22 Mart devrimine ilişkin ne söylüyorsa bunların çıktığını söyleyen Türkiye yazarı Cem Küçük, Ahmet Hakan ve Fikret Bila'da olduğu gibi tasfiye süreçlerinin başladığını bu adımların artarak devam edeceğini söyledi. Yanıldığı tek bir konu olduğunu söyleyen Cem Küçük, "Tek yanıldığım konu bu Eski Türkiye aktörlerinin onurlarıyla ve zekice tazminatlarını da alarak ayrılacakları oldu. Demek ki bu adamlar benim düşündüğüm kadar zeki adamlar değillermiş. İlla arkalarından teneke bağlanarak tasfiye edilmeyi bekliyorlar ve sonunda onlar da kovulduklarını medya sitelerinden öğreniyorlar. " ifadelerini kullandı.
CEM KÜÇÜK'ÜN YAZISI
22 Mart medya devrimine dair ne
diyorsam ve ne yazıyorsam doğru çıkıyor sevgili okurlarım. İşte hep
söylediğim gibi Eski Türkiye’den kalma isimlerin tasfiye süreçleri
başladı bile. Bu daha başlangıç. Geçen hafta önce Ahmet Hakan Kanal
D’den gönderildi, yerine Buket Aydın geldi. Sonra da Fikret Bila
Hürriyet’ten gönderildi, yerine Vahap Munyar geldi. Bu adımlar
artarak devam edecek. Tek yanıldığım konu bu Eski Türkiye
aktörlerinin onurlarıyla ve zekice tazminatlarını da alarak
ayrılacakları oldu. Demek ki bu adamlar benim düşündüğüm kadar zeki
adamlar değillermiş. İlla arkalarından teneke bağlanarak tasfiye
edilmeyi bekliyorlar ve sonunda onlar da kovulduklarını medya
sitelerinden öğreniyorlar. Gerçekten üzücü bir durum. Oysa ne
yazmıştım 23 Mart 2018’de bu sütunlarda:
“Şüphesiz Aydın Doğan ile adı özdeşleşen gazeteciler de zaten
kendileri ayrılacaklardır. Zamanın ruhunun bunu gerektirdiğini
bilecek kadar zeki adamlardır bunlar. Aksi bir tavra girip
kendilerini madara ettirmeyeceklerdir. Doğan’ın zekâsına en
güvendiği A takımı ikilisi olan Ertuğrul Özkök ve Zafer Mutlu hemen
beklemeden ayrılırlar. A takımında olmamakla birlikte Aydın Doğan
ile adı bire bir özdeşleşmiş Ahmet Hakan da beklemeden
ayrılacaktır. Özellikle Hakan ve Özkök medyada görünür oldukça,
‘Doğan ve ailesinin hâlâ Hürriyet gazetesinde kontrolü
sürdürdüğü’nü akıllara getirecektir. Bu durum kaçınılmazdır.”

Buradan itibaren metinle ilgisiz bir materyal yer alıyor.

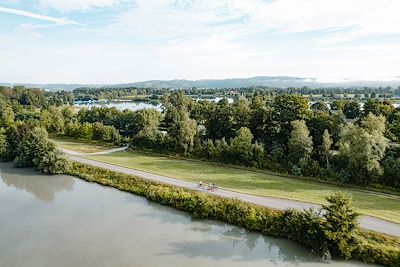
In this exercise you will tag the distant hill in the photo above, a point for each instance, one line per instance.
(271, 81)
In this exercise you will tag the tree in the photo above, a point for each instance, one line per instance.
(338, 105)
(241, 113)
(182, 131)
(37, 150)
(364, 146)
(241, 147)
(3, 145)
(220, 123)
(352, 109)
(320, 106)
(340, 225)
(377, 107)
(7, 117)
(326, 146)
(288, 108)
(391, 170)
(300, 142)
(52, 161)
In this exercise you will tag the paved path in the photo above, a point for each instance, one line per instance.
(366, 222)
(74, 153)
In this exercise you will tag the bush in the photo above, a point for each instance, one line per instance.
(332, 231)
(37, 150)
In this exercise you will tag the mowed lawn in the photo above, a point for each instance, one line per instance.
(376, 204)
(80, 147)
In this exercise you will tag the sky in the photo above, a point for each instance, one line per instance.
(121, 41)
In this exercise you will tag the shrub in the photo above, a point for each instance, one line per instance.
(332, 231)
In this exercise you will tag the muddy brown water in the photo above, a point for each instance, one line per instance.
(64, 221)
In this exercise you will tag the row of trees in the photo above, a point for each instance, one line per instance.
(284, 133)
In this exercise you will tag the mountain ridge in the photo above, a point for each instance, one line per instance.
(268, 81)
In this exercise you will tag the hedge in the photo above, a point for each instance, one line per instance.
(306, 227)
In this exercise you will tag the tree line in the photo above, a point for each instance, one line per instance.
(340, 142)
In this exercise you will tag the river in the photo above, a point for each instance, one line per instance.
(64, 221)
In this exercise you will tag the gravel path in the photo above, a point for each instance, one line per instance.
(366, 222)
(74, 153)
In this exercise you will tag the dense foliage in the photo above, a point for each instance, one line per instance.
(340, 142)
(332, 231)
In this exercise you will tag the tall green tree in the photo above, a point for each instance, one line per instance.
(326, 146)
(364, 146)
(300, 142)
(241, 147)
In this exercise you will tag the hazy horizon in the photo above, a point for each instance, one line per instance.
(126, 41)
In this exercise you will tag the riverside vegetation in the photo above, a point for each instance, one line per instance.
(332, 231)
(272, 132)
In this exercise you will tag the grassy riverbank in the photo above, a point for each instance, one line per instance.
(383, 206)
(380, 205)
(81, 147)
(299, 226)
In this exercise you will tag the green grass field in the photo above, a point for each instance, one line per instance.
(80, 147)
(380, 205)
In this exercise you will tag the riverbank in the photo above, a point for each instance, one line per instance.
(371, 247)
(380, 205)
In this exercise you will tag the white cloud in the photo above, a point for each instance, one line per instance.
(355, 18)
(61, 21)
(71, 5)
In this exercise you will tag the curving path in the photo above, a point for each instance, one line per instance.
(366, 222)
(74, 153)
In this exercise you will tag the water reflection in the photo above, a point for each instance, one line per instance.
(42, 186)
(131, 105)
(100, 226)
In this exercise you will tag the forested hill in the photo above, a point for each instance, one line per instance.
(269, 81)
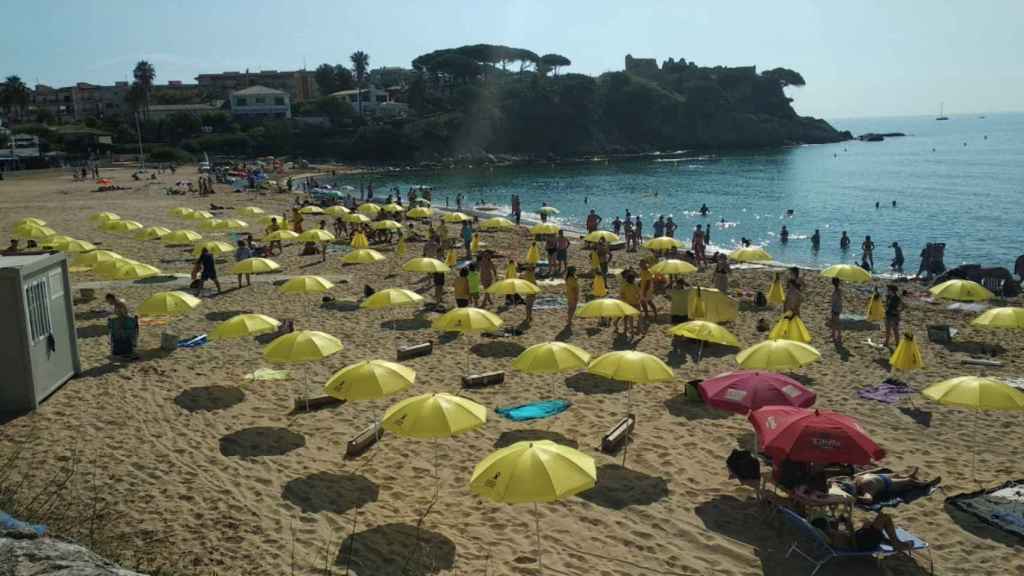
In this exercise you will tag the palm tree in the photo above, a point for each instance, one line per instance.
(144, 75)
(360, 63)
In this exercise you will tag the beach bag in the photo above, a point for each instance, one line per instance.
(743, 465)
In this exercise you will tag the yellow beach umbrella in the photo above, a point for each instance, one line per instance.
(599, 235)
(305, 285)
(514, 286)
(545, 229)
(301, 345)
(244, 325)
(433, 416)
(673, 266)
(102, 217)
(662, 244)
(750, 254)
(152, 233)
(370, 379)
(497, 223)
(777, 356)
(420, 212)
(706, 332)
(315, 235)
(606, 307)
(214, 247)
(426, 265)
(363, 256)
(847, 273)
(963, 290)
(181, 238)
(1009, 317)
(168, 303)
(255, 265)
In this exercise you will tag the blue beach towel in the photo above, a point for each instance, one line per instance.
(535, 411)
(193, 342)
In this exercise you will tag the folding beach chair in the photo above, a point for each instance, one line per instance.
(820, 552)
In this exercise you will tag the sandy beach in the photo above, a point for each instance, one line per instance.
(217, 475)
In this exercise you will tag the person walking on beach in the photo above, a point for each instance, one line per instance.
(867, 257)
(894, 309)
(837, 311)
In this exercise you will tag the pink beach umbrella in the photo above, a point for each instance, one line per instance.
(744, 391)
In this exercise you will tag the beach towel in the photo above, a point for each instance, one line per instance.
(193, 342)
(535, 411)
(8, 522)
(889, 392)
(1001, 506)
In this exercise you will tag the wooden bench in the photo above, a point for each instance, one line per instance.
(481, 380)
(416, 351)
(619, 435)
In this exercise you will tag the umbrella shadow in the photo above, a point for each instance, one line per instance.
(619, 487)
(260, 441)
(681, 406)
(592, 383)
(498, 348)
(327, 492)
(209, 399)
(509, 438)
(397, 549)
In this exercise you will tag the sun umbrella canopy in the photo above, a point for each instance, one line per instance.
(255, 265)
(550, 358)
(168, 303)
(426, 265)
(369, 380)
(750, 254)
(539, 230)
(305, 285)
(433, 415)
(743, 391)
(812, 436)
(468, 320)
(244, 325)
(777, 356)
(152, 233)
(315, 235)
(673, 266)
(847, 273)
(363, 256)
(1009, 317)
(631, 366)
(511, 286)
(534, 471)
(302, 345)
(663, 243)
(390, 297)
(181, 238)
(976, 393)
(963, 290)
(214, 247)
(606, 307)
(705, 331)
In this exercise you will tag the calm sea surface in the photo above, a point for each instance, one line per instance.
(958, 181)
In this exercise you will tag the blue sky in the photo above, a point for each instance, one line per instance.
(860, 57)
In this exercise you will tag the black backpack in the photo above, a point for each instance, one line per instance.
(743, 465)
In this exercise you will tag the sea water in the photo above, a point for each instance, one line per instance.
(957, 181)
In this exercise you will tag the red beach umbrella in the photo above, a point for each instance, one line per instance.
(743, 391)
(812, 436)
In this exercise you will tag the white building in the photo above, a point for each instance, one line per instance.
(261, 101)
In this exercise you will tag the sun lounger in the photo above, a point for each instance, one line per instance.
(820, 551)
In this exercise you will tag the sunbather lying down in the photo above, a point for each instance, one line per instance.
(869, 536)
(866, 487)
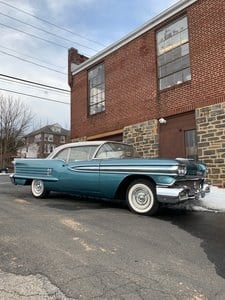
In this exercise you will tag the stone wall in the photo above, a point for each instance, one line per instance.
(144, 137)
(210, 122)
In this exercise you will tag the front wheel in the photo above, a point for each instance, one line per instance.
(38, 189)
(141, 197)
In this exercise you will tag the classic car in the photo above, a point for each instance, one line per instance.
(113, 170)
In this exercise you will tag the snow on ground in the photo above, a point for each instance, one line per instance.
(213, 201)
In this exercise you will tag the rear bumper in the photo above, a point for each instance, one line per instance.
(173, 195)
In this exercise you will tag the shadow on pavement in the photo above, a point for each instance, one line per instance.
(207, 226)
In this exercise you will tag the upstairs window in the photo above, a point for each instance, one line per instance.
(96, 85)
(173, 54)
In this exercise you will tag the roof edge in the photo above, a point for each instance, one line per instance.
(166, 14)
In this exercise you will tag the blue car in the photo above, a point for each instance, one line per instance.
(113, 170)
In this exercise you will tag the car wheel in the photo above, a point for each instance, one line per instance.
(141, 197)
(38, 189)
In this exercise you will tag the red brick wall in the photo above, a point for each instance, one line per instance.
(131, 78)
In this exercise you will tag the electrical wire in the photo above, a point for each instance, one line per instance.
(25, 54)
(48, 32)
(33, 96)
(24, 81)
(50, 23)
(33, 63)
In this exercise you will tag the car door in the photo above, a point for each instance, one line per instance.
(78, 173)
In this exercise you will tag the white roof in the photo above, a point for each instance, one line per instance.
(174, 9)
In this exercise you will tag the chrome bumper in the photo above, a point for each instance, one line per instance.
(176, 195)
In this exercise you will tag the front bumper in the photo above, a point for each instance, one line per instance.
(173, 195)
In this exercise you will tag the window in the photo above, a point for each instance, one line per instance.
(62, 139)
(96, 84)
(82, 153)
(173, 54)
(191, 144)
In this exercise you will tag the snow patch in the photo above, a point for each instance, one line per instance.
(213, 201)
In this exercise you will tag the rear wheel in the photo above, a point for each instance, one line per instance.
(141, 197)
(38, 189)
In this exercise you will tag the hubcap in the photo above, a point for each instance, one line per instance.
(141, 198)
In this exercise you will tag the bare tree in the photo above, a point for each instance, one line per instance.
(15, 118)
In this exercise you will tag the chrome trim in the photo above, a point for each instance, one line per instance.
(153, 170)
(172, 195)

Keşke benim yazdıklarımı can kulağıyla dinleselerdi, güzel güzel
tazminatlarını isteyip ayrılsalardı çok daha klas bir duruş
sergilemiş olurlardı. Şimdiyse kendi durumlarını ve gerçekleri
inkâr ederek davranıyorlar. Sonuçta kaçınılmaz olan durum hayata
geçer. İster karşı taraf bunu kabullensin veya reddetsin hakikat
değişmez ve gerçek hükmünü her zaman icra eder.

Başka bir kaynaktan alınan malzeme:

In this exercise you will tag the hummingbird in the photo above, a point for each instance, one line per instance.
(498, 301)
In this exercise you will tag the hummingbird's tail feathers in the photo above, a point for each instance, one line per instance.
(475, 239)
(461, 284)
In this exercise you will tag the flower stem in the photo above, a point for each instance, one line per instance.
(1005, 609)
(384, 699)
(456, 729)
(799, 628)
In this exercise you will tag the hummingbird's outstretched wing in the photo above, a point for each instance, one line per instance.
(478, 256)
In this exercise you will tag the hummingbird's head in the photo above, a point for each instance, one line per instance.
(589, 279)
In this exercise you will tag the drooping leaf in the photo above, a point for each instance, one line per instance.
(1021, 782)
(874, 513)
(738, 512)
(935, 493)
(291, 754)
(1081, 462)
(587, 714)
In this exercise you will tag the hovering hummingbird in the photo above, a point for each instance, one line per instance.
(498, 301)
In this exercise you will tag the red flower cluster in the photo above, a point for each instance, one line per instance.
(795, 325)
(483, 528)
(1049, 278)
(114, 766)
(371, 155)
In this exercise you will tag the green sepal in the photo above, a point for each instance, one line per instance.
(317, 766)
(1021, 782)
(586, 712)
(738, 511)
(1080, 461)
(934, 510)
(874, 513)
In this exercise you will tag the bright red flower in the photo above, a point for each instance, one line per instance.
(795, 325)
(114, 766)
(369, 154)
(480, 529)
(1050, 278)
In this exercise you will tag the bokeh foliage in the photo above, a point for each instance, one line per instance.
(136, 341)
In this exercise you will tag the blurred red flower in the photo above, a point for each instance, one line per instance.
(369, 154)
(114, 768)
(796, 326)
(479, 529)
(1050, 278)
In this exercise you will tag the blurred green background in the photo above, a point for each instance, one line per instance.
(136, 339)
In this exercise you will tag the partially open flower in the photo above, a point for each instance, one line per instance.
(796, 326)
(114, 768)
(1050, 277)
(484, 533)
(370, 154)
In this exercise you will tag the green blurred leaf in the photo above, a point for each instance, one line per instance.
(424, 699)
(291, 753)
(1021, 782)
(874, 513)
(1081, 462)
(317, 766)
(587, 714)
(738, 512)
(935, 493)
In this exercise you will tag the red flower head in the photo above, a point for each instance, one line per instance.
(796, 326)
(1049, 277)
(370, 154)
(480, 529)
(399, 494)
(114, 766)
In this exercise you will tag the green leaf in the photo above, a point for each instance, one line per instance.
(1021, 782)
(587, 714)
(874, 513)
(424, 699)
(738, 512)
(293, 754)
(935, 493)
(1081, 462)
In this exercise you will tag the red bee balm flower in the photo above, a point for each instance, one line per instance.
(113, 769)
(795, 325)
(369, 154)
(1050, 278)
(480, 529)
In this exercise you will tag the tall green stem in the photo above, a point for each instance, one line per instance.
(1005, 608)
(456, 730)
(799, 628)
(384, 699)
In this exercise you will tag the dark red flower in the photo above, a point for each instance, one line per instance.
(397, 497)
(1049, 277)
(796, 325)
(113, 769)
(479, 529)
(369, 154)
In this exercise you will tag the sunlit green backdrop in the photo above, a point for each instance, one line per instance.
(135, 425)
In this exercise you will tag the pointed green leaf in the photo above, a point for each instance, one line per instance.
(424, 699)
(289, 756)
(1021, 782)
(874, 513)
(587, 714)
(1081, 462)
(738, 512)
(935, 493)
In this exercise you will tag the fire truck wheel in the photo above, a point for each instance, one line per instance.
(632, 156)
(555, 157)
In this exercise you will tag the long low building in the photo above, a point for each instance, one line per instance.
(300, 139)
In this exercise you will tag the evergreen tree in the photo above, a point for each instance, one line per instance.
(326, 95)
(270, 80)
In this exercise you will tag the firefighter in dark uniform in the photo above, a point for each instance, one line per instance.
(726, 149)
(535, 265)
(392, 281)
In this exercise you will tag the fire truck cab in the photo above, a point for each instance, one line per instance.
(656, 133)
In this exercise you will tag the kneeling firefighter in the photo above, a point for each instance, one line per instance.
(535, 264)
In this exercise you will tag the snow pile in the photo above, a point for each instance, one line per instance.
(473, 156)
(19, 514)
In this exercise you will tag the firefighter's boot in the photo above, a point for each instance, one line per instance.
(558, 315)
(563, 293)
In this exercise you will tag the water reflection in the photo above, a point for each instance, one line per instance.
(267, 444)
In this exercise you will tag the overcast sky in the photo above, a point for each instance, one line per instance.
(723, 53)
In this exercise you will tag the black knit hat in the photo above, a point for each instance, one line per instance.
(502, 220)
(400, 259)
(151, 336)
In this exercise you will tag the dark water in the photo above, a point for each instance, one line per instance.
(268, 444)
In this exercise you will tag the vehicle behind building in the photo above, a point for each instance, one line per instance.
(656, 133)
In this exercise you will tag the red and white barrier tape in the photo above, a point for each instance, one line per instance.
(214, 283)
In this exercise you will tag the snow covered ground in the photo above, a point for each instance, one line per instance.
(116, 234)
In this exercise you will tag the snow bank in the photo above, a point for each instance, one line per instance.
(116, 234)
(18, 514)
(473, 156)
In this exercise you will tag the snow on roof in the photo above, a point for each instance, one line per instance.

Fikret Bila’nın kovulması da böyle bir hadisedir. 8 Haziran 2016’da
Bila Milliyet’ten kovulunca da ben, “28 Şubat kalıntısı Fikret
Bila'nın Milliyet'ten tasfiyesi demokrasi adına olumlu gelişmedir”
diye yazmıştım şimdi de tavrım aynıdır. Fikret Bila o dönem Derya
Sazak ile beraber 28 Şubat darbesinin en önemli medya ayaklarından
biri hatta başlıcasıydı. Dönemin Milliyet gazetesi darbeci bir
yayın organıydı. Tüm 28 Şubatçı generallerle Bila arasından su
sızmazdı. Âdeta darbeci generallerin basın sözcüsüydü. Öyle ki
Bila’nın “Komutanlar Cephesi” adında tamamen postalcı bir kitabı
bile vardır. Geçen yazımda bahsettiğim “Kur'an Kurslarında Ürperten
Yemin” gibi yüzlerce kara propaganda haberini gazeteye manşet yapan
Bila-Sazak ikilisiydi. Elbette 28 Şubat soruşturması kapsamında
bütün bunlar yargılanacak ve sorgulanacaktır.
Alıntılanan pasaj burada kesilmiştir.